Leila Akkari Group
Immune cells and macrophages in therapeutically challenging tumors
Tumor initiation, progression and response to therapy rely on more than genomic alterations, and cancers evolve within a complex tissue microenvironment. Thus, to impact therapeutic outcome, our understanding of cancer dynamics and diversity must not solely view cancer cells as the fundamental unit, but as part of an integrated and reactive system centered around heterotypic communication with their environment.

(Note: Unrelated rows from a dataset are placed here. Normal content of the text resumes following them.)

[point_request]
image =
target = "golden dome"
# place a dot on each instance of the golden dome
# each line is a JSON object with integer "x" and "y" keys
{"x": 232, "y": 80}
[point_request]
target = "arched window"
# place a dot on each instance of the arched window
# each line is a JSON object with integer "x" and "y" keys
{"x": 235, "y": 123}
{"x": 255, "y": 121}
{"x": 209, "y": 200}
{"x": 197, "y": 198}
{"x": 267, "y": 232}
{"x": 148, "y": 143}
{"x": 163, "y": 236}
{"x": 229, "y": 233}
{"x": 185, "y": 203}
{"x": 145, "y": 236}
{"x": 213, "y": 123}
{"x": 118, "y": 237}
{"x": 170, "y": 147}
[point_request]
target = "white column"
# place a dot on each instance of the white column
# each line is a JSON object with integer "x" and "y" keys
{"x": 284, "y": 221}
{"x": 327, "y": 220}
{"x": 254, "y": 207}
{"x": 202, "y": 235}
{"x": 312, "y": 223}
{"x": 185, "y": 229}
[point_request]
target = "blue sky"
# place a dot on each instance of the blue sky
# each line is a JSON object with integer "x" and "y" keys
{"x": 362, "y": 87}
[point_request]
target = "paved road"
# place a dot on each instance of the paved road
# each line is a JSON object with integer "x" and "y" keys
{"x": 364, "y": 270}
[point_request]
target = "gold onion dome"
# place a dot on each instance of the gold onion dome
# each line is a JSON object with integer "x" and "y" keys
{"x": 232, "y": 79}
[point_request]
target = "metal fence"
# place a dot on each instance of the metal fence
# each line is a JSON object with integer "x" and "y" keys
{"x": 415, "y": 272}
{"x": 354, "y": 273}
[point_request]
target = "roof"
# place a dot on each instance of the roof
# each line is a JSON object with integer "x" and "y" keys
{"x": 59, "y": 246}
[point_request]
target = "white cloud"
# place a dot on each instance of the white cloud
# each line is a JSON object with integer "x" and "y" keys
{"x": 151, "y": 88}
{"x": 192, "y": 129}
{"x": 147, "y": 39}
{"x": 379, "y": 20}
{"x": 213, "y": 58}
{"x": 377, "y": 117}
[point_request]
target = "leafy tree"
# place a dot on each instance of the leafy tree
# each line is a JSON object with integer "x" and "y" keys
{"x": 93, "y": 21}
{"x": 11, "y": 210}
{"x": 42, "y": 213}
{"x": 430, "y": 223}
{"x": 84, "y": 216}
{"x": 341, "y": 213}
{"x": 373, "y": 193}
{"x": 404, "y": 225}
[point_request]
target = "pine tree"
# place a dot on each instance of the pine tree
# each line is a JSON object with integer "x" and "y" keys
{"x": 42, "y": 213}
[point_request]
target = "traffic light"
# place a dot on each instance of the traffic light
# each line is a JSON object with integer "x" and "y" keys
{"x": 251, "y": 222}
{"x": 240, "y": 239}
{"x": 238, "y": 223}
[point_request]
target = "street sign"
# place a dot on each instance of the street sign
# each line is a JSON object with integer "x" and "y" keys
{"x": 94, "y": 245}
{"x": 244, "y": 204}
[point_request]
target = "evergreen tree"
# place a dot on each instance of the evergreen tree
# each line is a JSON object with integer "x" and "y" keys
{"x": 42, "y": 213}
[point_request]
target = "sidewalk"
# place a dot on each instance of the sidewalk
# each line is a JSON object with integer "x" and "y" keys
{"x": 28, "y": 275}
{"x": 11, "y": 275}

Our laboratory focuses on the role of a major population of immune cells, macrophages, in therapeutically challenging tumors, to identify vulnerabilities in cancer cell/ stroma heterotypic communication that can be targeted therapeutically. We study the microenvironment-mediated mechanisms of tumor maintenance, therapeutic resistance and recurrence in brain and liver malignancies. In particular, we investigate the acquired resistance mechanisms resulting from dynamic alterations in the activation and recruitment of macrophages and their mediators in response to standard of care treatment. We generate and utilize cancer mouse models of glioma and hepatocellular carcinoma combined with immune cell lineage tracing system to unravel the functions of resident and infiltrating macrophages in sheltering tumor cells during cytotoxic therapy response. Our approach is to trace these immune cells at different stages of tumor progression and response to therapy, to unravel potential vulnerabilities that we can then exploit in combinatorial anti-cancer treatments.